The only ingredient Nigerian pharmaceutical companies do not import is water, according to the National Agency for Food and Drug Administration and Control.
However this is changing as the Muhammadu Buhari administration steps up investment in the sector, Director-General of NAFDAC, Prof. Mojisola Adeyeye said on Saturday during her appearance on Sunrise Saturday.
“That is changing as we speak,” she said. “There are two or three companies now that are going to be making some active pharmaceutical ingredients.
“There is another talk about making lactose. Lactose is one of the nonactive ingredients – we cannot even make it because we think importation is the best thing, but it is the worst thing that could have happened to us.”
COVID-19 Impact
Prof. Adeyeye said the coronavirus pandemic has transformed into a catalyst for investment into the nation’s health sector, after decades of neglect.
“I see a brighter future for Nigeria because COVID-19 woke up us from our comatose state as a country,” she said. “Before COVID-19, we had huge problems and COVID-19 kind of opened the Pandora box for us, because we were over-dependent.
“The health sector was neglected for decades. And what the Buhari administration is doing right now is phenomenal. Because it is something to know that neglect took place, it is another thing to start finding excuses.

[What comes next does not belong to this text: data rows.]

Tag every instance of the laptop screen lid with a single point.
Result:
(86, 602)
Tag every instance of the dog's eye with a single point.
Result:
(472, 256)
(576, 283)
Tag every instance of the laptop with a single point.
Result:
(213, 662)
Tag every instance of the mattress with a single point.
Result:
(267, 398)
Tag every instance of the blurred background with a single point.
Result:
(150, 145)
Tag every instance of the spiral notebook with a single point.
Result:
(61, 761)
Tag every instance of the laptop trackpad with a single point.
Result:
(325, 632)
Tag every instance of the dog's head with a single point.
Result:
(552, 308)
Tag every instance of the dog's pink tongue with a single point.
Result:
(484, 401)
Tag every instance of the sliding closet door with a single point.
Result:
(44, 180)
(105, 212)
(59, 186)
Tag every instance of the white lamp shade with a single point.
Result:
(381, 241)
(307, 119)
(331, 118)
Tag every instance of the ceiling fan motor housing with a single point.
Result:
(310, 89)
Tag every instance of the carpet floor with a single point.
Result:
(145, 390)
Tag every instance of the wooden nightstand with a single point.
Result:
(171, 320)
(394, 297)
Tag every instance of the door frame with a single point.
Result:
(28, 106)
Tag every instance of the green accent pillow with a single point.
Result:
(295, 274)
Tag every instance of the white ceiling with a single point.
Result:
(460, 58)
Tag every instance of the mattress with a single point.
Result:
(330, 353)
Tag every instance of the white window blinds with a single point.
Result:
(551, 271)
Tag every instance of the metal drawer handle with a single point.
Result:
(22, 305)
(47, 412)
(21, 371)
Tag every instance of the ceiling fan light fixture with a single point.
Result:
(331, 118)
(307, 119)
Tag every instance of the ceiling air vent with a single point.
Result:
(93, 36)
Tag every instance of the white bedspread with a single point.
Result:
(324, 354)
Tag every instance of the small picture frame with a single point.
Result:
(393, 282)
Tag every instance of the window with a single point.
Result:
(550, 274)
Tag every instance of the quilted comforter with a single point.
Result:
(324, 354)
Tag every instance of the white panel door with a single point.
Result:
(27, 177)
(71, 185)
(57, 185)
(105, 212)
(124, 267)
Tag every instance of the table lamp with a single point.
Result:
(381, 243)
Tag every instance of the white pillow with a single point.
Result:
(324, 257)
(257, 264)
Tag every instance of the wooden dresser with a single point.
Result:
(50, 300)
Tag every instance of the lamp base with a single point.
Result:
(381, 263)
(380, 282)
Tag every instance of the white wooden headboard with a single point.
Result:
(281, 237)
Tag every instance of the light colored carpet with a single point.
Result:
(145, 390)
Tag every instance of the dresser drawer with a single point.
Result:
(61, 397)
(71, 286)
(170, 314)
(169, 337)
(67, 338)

“The current administration has now committed a lot of money to the health sector, from the primary health sector to the tertiary, to pharmaceutical companies, to researchers.”
Improving NAFDAC
The NAFDAC DG said the country’s top regulatory agency for food and drugs is now being audited by the World Health Organisation as it moves to standardise its regulatory process.

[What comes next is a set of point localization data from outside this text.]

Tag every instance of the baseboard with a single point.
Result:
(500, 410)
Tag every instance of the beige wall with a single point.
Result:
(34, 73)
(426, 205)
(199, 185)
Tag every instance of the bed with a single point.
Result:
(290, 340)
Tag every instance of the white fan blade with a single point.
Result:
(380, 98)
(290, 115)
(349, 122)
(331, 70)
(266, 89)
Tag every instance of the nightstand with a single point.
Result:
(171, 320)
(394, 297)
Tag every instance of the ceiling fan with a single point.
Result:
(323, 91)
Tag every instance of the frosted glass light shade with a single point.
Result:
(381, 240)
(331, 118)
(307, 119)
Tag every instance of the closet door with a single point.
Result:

“The regulatory system was weak. And I use ‘was’, because NAFDAC is no longer what NAFDAC was three years ago,” she said. “I knew a lot about regulatory science before I joined NAFDAC. And there were things that were done wrong, but we cannot live in the past.

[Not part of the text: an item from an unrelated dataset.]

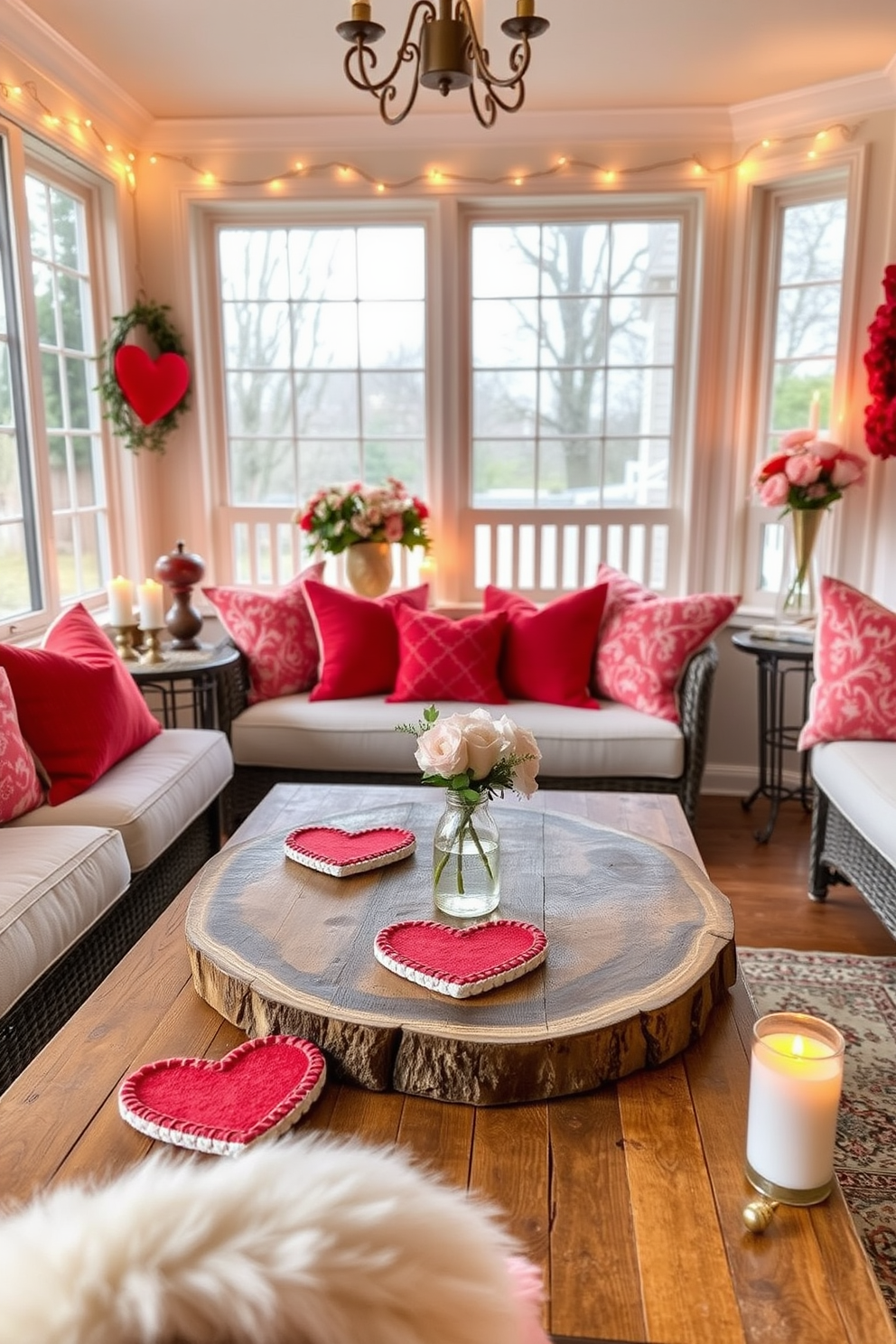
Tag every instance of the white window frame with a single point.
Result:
(448, 222)
(791, 184)
(27, 154)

“If a regulatory system is weak, the pharmaceutical industry will be weak. So what we are doing now is to build internal capacity. And that you cannot see on the air. We are making sure we use quality management systems, going through WHO audit, which is a very tasking and arduous process and the best thing that can happen to NAFDAC.
“We have about 200 pharma companies in the country. About 165 are active. We went there one by one to gauge their good manufacturing practice compliance.”